Comparing kinetic versus stoichiometric priorities in hybrid models of CHO metabolism
摘要
Understanding Chinese hamster ovary (CHO) cell metabolism through mathematical models is essential for optimizing culture media and biomanufacturing processes. Stoichiometric models estimate intracellular fluxes under steady state, while kinetic models capture dynamic behavior but often for a limited number of reactions; dynamic metabolic flux analysis (dMFA) combines both approaches in a hybrid framework, though challenges remain in applying such hybrid frameworks to bioprocesses. Here, we enhanced an existing CHO-metabolism model by incorporating 13C-labeled data to refine kinetic expressions and stoichiometric constraints in key pathways, like the asparagine-aspartate network and serine biosynthesis. A novel kinetic-oriented modeling framework (KOM) which emphasizes kinetic expressions, was introduced and compared against the stoichiometric-oriented model (SOM) which prioritizes the pseudo steady state assumption (PSSA). Across two industrially relevant fed-batch CHO culture conditions with varying initial concentrations of nutrients, the KOM outperformed the SOM in predicting viable cell density, antibody production, and multiple amino acids and metabolites. Indeed, the KOM was able to predict production-to-consumption shifts in lactate and alanine, fluctuations in ammonia, and dynamics of amino acids like asparagine and the serine-glycine pool.
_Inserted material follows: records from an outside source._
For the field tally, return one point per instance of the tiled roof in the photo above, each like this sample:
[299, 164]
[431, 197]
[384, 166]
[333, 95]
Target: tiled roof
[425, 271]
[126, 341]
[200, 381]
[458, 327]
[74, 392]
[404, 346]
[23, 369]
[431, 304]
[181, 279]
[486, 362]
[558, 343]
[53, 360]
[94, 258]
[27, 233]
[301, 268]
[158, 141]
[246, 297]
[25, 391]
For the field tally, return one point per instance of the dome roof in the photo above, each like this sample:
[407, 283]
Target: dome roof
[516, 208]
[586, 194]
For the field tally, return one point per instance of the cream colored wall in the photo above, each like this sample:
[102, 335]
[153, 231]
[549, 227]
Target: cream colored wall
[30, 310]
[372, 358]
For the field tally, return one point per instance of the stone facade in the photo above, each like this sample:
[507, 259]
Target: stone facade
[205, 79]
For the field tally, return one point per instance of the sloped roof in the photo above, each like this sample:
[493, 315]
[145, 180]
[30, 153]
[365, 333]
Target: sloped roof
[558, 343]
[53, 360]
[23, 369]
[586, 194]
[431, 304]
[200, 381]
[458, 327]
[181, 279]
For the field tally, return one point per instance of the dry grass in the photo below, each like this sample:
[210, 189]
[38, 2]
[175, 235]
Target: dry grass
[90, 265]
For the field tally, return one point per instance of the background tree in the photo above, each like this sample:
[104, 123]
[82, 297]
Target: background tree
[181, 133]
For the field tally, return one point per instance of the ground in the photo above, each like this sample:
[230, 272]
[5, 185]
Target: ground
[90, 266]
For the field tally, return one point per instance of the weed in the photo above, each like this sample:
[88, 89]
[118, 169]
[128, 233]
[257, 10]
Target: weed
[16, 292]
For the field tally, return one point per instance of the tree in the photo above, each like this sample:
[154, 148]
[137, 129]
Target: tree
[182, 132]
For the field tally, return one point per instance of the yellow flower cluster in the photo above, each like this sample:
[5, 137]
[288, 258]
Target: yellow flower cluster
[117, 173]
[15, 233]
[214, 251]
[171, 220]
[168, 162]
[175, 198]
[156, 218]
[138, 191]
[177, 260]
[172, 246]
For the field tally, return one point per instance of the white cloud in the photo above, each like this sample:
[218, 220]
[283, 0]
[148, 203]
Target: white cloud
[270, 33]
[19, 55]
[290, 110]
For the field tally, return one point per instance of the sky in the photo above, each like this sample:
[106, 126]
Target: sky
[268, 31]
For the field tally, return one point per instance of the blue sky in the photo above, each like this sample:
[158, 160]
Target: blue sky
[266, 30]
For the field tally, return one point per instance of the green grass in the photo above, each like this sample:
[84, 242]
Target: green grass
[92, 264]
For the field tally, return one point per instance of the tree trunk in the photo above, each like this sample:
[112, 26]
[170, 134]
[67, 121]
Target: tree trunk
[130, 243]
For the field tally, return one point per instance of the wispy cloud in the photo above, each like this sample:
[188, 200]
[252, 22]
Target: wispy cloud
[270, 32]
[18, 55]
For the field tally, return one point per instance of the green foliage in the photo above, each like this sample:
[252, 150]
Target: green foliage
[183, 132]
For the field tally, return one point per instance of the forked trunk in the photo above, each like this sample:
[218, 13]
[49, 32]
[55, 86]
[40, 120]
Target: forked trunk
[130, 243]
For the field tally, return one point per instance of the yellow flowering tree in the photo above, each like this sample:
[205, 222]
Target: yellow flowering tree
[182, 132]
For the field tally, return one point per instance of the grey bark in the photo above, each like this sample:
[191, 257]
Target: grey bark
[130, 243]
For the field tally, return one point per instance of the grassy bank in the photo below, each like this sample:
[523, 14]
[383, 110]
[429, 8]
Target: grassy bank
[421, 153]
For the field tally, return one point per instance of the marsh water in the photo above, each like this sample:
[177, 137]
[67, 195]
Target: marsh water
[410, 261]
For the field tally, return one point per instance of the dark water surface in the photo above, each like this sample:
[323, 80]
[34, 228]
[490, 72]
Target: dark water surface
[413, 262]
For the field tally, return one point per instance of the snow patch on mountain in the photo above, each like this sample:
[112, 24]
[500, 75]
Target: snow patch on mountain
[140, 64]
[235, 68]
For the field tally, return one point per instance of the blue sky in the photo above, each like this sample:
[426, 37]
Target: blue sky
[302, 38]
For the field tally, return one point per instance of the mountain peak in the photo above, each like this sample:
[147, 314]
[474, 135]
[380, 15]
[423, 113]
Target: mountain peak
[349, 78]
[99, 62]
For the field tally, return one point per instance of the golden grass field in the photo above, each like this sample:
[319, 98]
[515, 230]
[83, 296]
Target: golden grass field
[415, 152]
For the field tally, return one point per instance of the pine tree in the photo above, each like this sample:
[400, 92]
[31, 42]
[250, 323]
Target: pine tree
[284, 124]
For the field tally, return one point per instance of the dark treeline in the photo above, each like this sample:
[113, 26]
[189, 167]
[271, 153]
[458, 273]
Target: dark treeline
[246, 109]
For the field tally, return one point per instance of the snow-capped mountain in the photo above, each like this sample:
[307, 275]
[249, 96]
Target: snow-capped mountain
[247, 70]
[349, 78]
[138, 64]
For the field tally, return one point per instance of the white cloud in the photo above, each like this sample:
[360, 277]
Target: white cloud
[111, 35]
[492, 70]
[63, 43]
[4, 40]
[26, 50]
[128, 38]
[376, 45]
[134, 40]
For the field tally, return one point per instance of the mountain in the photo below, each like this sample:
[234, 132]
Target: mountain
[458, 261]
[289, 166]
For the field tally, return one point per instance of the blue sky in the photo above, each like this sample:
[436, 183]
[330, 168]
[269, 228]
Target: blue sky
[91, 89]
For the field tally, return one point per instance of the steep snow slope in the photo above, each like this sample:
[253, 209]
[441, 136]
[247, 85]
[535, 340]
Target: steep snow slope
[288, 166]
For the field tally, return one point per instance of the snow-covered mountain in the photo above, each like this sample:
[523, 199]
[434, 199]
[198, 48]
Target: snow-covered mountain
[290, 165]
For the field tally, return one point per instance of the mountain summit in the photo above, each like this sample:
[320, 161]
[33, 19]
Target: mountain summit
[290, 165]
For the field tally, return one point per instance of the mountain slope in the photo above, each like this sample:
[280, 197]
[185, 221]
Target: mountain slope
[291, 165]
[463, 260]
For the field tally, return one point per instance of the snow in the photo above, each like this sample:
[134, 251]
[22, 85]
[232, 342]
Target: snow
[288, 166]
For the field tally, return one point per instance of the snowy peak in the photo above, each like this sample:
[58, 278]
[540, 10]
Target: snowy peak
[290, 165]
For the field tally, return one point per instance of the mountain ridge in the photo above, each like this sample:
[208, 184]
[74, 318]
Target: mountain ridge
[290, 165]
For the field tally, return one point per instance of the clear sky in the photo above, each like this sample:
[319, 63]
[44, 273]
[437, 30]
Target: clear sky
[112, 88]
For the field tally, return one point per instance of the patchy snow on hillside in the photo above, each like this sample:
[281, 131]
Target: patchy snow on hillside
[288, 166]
The KOM also showed better performance under lactate supplementation, with slight parameter adjustments helping to improve model fidelity, likely due to the impact of high lactate on antibody and VCD. Our findings demonstrate that hybrid models emphasizing empirical kinetics over strict pseudo-steady-state constraints capture biologically realistic dynamics, and also produce parameters useful across varying conditions, making them a practical and powerful tool for characterizing CHO cell culture performance in the future.